Matrix multiplication, for example, can be thought of as a join of two arrays on one axis followed by an aggregation. MAC allows SciDB to minimize data movement among nodes and efficiently multiply pairs of matching chunks. Thus MAC facilitates fast matrix multiplications, SVDs, thresholded correlations, and other linear algebra operations on big data.

What’s this thing overlap thing about?

SciDB also employs optional user-settable chunk overlaps to speed up windowed queries. Figure 2 shows an example of how this works. The key point is that by specifying an overlap section of each chunk, window queries that straddle what would otherwise be a chunk boundary, still only need to access a single chunk—provided that the window is smaller than or equal to the specified overlap.

Moreover, SciDB transparently manages the overlap behind the scenes. In this way, SciDB turns window queries into embarrassingly parallel operations that require no special programming on the part of the developer.

Like with the basic multidimensional array clustering, overlap can produce substantial speed improvements. While the overlap makes no difference for window queries that are within a chunk, it can make a huge difference for queries that straddle chunk boundaries. This is a common situation when a sliding window is used to aggregate data. We’ve seen situations where other systems gave nearly comparable performance to SciDB on queries that fall within a chunk; but when the window straddles two chunks, these other systems just never get there, while SciDB returns results in constant time—irrespective of whether the window crosses a chunk boundary.

How is this different?

While a few other systems offer clustering along two or three dimensions, these products fall short of the full MAC that SciDB provides. Also many of these other systems don’t offer linear algebra. As far as we know, no other database management systems employ overlap. Bottom line is that multidimensional array clustering is the way to roll if you need to do analytics on big data. Your results may vary but it’s not uncommon to see 50-100x improvements over traditional approaches.

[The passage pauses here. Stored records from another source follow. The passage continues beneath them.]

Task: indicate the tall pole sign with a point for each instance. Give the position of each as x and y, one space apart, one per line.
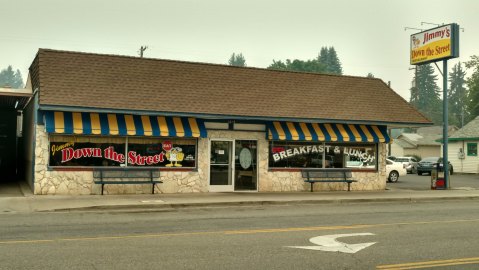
436 44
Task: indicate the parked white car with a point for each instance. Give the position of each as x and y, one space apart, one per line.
394 170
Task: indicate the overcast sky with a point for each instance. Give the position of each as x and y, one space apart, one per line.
369 36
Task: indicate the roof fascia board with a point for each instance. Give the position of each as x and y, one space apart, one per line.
226 117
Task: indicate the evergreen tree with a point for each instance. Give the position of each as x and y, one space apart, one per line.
473 86
299 65
456 96
334 65
329 58
425 94
237 60
10 78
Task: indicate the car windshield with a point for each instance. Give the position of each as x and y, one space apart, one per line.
430 159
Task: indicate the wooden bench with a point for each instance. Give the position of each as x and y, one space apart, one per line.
109 176
341 175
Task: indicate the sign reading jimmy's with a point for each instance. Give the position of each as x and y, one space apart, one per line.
435 44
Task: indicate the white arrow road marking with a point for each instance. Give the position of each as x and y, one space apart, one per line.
329 243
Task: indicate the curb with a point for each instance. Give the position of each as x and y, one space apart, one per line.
165 207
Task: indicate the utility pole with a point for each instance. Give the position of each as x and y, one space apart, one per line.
142 49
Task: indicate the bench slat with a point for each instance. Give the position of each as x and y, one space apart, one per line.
338 175
147 175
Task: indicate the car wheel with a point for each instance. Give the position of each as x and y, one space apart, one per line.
393 176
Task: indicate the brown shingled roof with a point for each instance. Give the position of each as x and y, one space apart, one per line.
95 81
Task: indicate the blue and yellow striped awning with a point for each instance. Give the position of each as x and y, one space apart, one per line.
87 123
291 131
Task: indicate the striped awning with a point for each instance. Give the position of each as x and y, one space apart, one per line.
88 123
290 131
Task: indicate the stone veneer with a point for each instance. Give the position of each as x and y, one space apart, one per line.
74 182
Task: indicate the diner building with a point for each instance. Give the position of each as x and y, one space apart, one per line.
205 127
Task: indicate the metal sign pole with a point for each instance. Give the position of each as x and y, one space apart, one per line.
445 128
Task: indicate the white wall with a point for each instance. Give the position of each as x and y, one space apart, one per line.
470 164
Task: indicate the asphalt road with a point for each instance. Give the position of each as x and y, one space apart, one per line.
432 235
423 182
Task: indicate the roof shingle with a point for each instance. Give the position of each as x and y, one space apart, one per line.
95 81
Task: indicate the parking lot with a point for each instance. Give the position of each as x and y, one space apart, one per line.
423 182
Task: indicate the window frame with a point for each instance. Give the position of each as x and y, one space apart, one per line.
470 152
295 144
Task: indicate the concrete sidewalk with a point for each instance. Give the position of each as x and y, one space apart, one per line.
163 202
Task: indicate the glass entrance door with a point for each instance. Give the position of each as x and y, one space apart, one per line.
246 173
221 169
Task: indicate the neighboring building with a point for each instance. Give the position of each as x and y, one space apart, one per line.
462 148
12 102
206 127
424 143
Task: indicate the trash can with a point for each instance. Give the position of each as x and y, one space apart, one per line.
437 177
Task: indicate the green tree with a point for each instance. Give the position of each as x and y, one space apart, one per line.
11 78
237 60
329 58
473 86
457 96
333 64
425 93
299 65
326 62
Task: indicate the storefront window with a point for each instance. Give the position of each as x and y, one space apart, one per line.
472 149
119 151
322 155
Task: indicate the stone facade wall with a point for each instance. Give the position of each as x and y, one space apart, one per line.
74 182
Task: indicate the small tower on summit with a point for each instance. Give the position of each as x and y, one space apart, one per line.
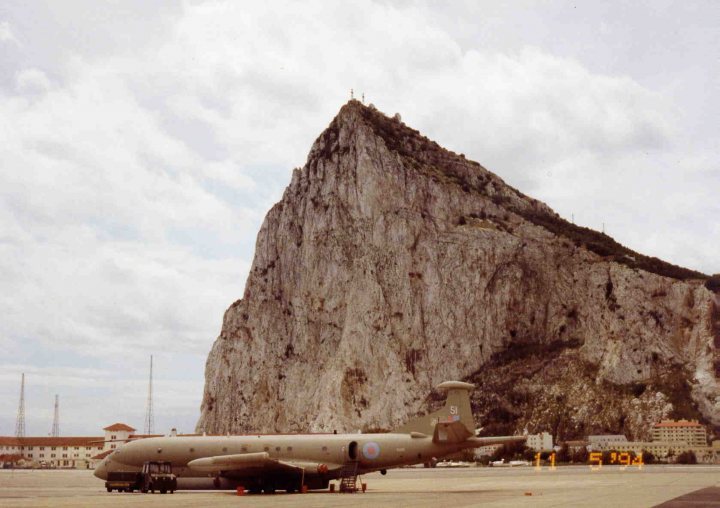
20 422
55 432
149 416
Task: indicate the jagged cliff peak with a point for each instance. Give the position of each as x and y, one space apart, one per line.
392 264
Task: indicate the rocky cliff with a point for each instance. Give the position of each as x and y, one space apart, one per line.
391 264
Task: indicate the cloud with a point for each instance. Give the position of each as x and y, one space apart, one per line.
136 171
6 34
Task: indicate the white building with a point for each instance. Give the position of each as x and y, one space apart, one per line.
539 442
65 452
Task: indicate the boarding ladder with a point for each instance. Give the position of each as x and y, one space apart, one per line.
348 477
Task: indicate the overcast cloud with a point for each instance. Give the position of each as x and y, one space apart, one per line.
142 143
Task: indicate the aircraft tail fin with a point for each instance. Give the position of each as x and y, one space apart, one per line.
456 409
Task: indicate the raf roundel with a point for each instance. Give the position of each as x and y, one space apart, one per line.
371 450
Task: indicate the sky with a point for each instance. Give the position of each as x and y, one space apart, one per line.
142 143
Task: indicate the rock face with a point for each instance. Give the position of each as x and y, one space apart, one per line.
391 264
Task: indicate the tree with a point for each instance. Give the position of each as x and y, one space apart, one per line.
687 457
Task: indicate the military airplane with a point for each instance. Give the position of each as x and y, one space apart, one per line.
306 461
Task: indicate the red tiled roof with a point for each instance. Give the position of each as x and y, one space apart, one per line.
9 441
49 441
679 423
102 455
119 426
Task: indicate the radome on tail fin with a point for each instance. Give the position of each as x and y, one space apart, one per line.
456 409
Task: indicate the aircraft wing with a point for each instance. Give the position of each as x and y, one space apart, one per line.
255 462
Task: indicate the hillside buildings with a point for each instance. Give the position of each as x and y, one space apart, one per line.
65 452
669 438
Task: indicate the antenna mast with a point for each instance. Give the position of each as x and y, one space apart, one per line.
20 423
149 417
55 432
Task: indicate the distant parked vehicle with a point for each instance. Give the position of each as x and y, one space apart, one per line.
123 481
158 476
155 475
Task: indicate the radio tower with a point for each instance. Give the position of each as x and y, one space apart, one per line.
20 423
149 417
56 420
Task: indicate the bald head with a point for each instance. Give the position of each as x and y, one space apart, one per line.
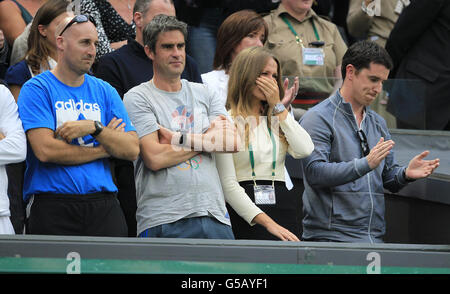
76 47
60 27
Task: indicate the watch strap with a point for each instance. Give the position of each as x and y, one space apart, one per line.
98 128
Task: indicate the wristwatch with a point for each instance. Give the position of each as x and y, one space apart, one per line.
279 107
98 128
406 179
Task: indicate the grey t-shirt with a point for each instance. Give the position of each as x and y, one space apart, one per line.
191 188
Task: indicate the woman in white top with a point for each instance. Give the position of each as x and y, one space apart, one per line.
13 148
253 179
41 54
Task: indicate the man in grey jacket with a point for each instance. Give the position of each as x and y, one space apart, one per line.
353 159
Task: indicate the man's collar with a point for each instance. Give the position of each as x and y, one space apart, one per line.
282 10
339 101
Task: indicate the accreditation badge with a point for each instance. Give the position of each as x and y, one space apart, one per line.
312 56
264 194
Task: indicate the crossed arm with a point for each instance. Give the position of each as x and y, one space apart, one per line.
113 142
159 149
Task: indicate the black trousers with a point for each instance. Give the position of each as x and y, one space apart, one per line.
97 214
15 172
284 212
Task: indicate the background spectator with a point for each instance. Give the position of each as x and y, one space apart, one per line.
41 54
15 15
307 46
12 149
419 44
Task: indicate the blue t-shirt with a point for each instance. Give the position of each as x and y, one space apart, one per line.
45 102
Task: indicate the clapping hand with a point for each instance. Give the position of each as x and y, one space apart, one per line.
419 168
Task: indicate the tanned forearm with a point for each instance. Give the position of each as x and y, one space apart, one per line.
122 145
51 150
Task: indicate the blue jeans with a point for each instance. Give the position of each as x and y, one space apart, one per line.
203 227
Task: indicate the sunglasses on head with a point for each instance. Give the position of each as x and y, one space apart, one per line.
363 141
77 19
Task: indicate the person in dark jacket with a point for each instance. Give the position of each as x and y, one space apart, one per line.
353 160
419 45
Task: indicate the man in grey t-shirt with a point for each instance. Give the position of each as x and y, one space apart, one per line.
180 125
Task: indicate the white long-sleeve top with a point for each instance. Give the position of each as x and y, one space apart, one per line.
13 148
234 168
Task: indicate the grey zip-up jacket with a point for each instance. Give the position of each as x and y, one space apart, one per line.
343 198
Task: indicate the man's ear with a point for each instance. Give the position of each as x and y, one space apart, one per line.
150 54
42 30
350 71
138 18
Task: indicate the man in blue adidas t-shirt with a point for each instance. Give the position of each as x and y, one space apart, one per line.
74 122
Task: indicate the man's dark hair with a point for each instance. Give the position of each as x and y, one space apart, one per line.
160 24
362 53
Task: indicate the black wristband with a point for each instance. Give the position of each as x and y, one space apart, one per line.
98 128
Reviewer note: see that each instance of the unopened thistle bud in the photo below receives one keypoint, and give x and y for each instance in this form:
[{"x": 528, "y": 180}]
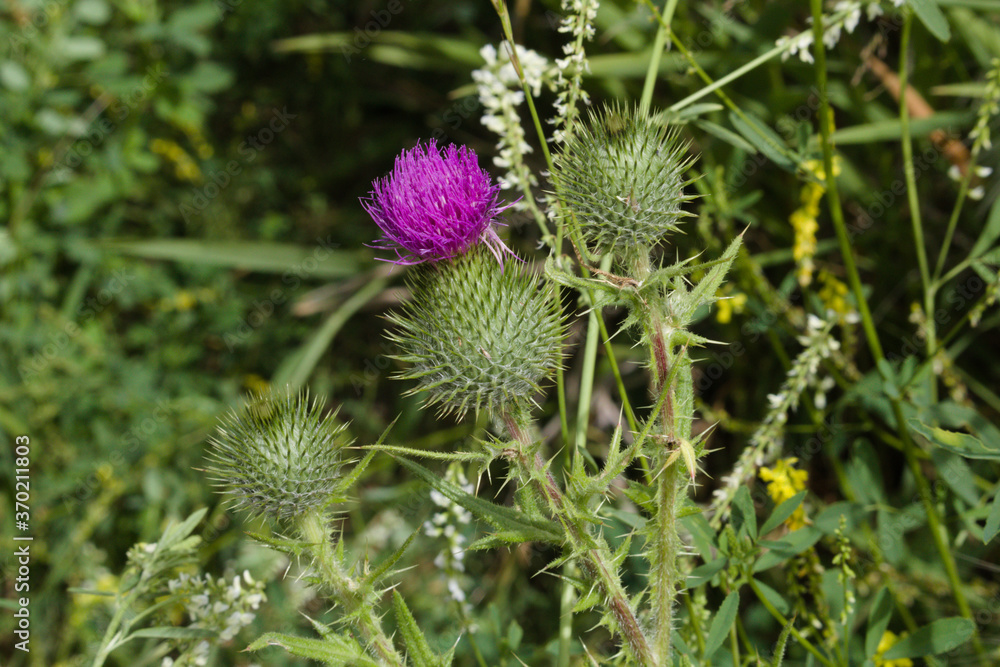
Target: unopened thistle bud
[
  {"x": 622, "y": 177},
  {"x": 478, "y": 335},
  {"x": 279, "y": 457}
]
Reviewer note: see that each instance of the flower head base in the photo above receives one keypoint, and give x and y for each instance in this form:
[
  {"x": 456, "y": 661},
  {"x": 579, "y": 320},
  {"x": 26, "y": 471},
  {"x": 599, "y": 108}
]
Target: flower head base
[
  {"x": 478, "y": 336},
  {"x": 623, "y": 177},
  {"x": 435, "y": 204},
  {"x": 280, "y": 457}
]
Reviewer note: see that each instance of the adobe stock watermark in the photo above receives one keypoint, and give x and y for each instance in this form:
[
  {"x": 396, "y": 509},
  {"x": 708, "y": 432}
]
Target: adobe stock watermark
[
  {"x": 363, "y": 37},
  {"x": 219, "y": 180}
]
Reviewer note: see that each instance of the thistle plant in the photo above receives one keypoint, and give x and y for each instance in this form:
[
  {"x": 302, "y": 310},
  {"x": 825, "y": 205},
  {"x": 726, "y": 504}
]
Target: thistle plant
[
  {"x": 282, "y": 457},
  {"x": 478, "y": 335},
  {"x": 435, "y": 204}
]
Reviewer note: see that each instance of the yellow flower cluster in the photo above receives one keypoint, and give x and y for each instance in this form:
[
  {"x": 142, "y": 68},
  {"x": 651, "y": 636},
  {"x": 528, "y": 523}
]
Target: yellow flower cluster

MAC figure 1 Bioinformatics

Figure 1. Multidimensional Array Clustering reduces reads, speeds queries.  SciDB provides superior performance by collocating data in the storage media that are adjacent to each other in the coordinates of an array. This example data is from a single two-dimensional array with coordinates SAMPLE and GENE, and two attributes RNASEQ and METHY in each cell.

 

  • Different attributes are stored separately so a query that uses RNASEQ does not need to scan the data for METHY.
  • Data are split into rectilinear chunks (the dotted lines in the figure). Chunks are assigned to different SciDB instances based on their location in the array, using a simple hash function. The hash function allows SciDB to quickly find the right chunk for any piece of data based on the coordinates.
  • Data in each chunk are stored in a contiguous region, minimizing the number of reads needed to access a chunk.
  • Data are compressed using run-length encoding (RLE), which shrinks the size and allows for faster performance.
  • The locations of empty cells are encoded using a special bitmask (EBM) that is also RLE compressed.
  • Coordinate values themselves are not stored, but are recomputed when needed from the EBM.
MAC figure 2 Quant Finance

Figure 2. Optional overlap speeds sliding window queries. SciDB speeds window calculations through an optional chunk overlap feature. This example is from a single two-dimensional array with coordinates STOCK and TIME, and two attributes PRICE and VOLUME in each cell.

 

  • Users can specify an optional overlap of chunks, so that data in the overlap regions are replicated in the logically adjacent chunks.
  • Overlap is maintained automatically by the database.
  • This makes windowing queries embarrassingly parallel—even when the window straddles chunks.
  • The overlap uses slightly more storage space but gives faster performance—a tradeoff at the user’s discretion.